Deterministic replay¶
Status: runnable today (
audit-ledger replay). In v3 the replay primitive is one half of the defensibility story; the other half is per-verdict verifiable provenance — the signed LLM transcript and envelope recorded in the ledger, re-verifiable offline withski-sdk'sverify_transcript().
Replay re-evaluates a contiguous range of audit ledger entries against the recorded Knowledge Graph and the telemetry buffer state as it existed at each entry's timestamp. The replayed verdict is compared to the originally-recorded verdict, and any divergence is reported.
Why this exists¶
- Audit defence. A regulator asks "show me your evaluation of
record
tel_e_0042from 2026-05-22 14:32:07." You can produce the ledger row and, with replay, demonstrate that re-running the same inputs through the same KG yields the same verdict. That's determinism by demonstration, not by assertion. - Tamper detection. If a row in the ledger has been silently modified, the replayed verdict will disagree with the recorded verdict — and the canonical entry-hash check (Durability conformance) will independently catch the modification.
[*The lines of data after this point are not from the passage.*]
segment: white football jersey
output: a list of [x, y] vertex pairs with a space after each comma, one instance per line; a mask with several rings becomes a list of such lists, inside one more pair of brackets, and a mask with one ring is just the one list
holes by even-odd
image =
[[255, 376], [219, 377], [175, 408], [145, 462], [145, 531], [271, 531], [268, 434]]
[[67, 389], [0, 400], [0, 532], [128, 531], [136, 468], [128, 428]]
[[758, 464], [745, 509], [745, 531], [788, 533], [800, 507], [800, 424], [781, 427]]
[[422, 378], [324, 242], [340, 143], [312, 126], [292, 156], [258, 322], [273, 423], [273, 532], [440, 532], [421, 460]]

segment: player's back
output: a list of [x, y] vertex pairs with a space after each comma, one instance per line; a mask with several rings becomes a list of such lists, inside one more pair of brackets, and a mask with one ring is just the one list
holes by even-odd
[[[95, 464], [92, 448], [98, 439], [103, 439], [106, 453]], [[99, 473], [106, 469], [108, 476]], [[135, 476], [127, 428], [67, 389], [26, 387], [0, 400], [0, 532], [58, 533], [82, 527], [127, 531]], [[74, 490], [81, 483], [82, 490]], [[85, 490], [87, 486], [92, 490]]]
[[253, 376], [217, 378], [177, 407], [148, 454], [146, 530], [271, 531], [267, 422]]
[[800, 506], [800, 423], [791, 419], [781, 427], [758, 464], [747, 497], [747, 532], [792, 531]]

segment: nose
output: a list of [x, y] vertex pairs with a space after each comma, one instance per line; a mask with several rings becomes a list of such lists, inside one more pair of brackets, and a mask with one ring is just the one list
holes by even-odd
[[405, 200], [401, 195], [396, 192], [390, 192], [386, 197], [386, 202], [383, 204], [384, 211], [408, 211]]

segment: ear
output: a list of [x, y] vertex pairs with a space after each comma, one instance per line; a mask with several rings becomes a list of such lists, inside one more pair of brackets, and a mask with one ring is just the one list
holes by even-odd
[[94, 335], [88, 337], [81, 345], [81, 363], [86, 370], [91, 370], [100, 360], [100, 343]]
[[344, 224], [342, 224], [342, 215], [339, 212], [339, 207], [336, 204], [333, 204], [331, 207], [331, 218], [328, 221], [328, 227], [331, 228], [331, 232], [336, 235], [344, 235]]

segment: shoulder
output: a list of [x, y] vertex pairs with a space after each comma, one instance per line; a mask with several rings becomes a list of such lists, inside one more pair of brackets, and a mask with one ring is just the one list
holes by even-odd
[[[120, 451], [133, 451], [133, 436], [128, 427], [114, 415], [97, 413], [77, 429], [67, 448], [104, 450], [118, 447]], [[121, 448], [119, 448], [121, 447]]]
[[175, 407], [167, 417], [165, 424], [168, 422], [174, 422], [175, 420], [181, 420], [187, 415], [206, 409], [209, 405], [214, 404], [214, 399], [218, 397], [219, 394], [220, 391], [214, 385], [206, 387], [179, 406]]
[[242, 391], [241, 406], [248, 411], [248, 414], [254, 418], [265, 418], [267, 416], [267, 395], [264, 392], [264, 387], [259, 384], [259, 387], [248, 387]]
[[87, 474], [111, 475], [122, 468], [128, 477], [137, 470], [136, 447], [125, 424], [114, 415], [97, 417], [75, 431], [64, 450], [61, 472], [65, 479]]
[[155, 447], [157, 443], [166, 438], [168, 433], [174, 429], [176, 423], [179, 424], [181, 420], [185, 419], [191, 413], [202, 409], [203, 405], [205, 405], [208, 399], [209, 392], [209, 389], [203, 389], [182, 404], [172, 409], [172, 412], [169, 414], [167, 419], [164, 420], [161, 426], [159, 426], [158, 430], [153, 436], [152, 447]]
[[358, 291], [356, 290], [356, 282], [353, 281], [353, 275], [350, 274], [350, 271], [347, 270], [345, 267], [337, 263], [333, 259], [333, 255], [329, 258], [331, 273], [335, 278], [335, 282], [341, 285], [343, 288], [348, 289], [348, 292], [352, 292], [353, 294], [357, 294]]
- Durability conformance. The Durability suite uses replay as a
black-box test (
durability/test_replay_three_evaluations.py).
Usage¶
bash
audit-ledger replay \
--source "postgresql://user:pw@db/ledger" \
--from-sequence 1000 \
--to-sequence 1500 \
--kg-path /etc/ski/energy-kg-v1.2-signed.json \
--tenant-id default \
--output replay-report.json
Exit code:
0— every replayable entry matched.1— at least one divergence (unless--no-strictis passed).
What gets skipped¶
- Pre-v0.2 ledger entries. Pre-buffer; we cannot reconstruct
stateful evaluation. The report lists them under
notes. - LLM-evaluated entries are replayed as provenance verification (transcript signature + recorded hashes), not bit-identical re-generation — defensibility in v3 is reconstructible provenance, not replaying a rule engine. The symbolic-verifier results replay exactly.
- Entries whose buffer row has been retention-dropped. Hot retention is per-tenant; if the buffer no longer holds the row, replay can't reconstruct evaluation. Use longer retention windows when audit defence requires it.
Failure modes and what they mean¶
| Mismatch reason | Meaning | What to do |
|---|---|---|
verdict_divergence |
Recorded verdict ≠ replayed verdict | Investigate; either the ledger has been tampered with, or your evaluator has a non-determinism bug |
tag_registry_divergence |
The current Tag Registry routes the subject to a different rule than was recorded | Expected after KG version bumps; supply the correct --kg-path for the entry's recorded knowledge_graph_version |
Report format¶
json
{
"started_at": "2026-05-22T14:00:00+00:00",
"finished_at": "2026-05-22T14:00:03+00:00",
"from_sequence": 1000,
"to_sequence": 1500,
"total_entries": 500,
"replayed_entries": 462,
"matched_entries": 462,
"skipped_entries": 38,
"is_clean": true,
"mismatches": [],
"notes": [
"seq=1012: Track 2 (LLM) entry — replay is best-effort only; skipped.", // legacy v0.2 entry
...
]
}
A clean replay (is_clean: true) is the signed artefact you attach to a
regulatory submission. KpiFinity's Level 3 Assured audit replays a
randomly-sampled subset of ledger entries during certification.
Implementation notes¶
See docs/RFCs/0001-stateful-evaluation.md for the architectural rationale, and tools/audit-ledger/src/audit_ledger/replay.py for the implementation. The replay logic shares the Symbolic Evaluator and TelemetryBuffer with the runtime — there is no second implementation that could drift from production.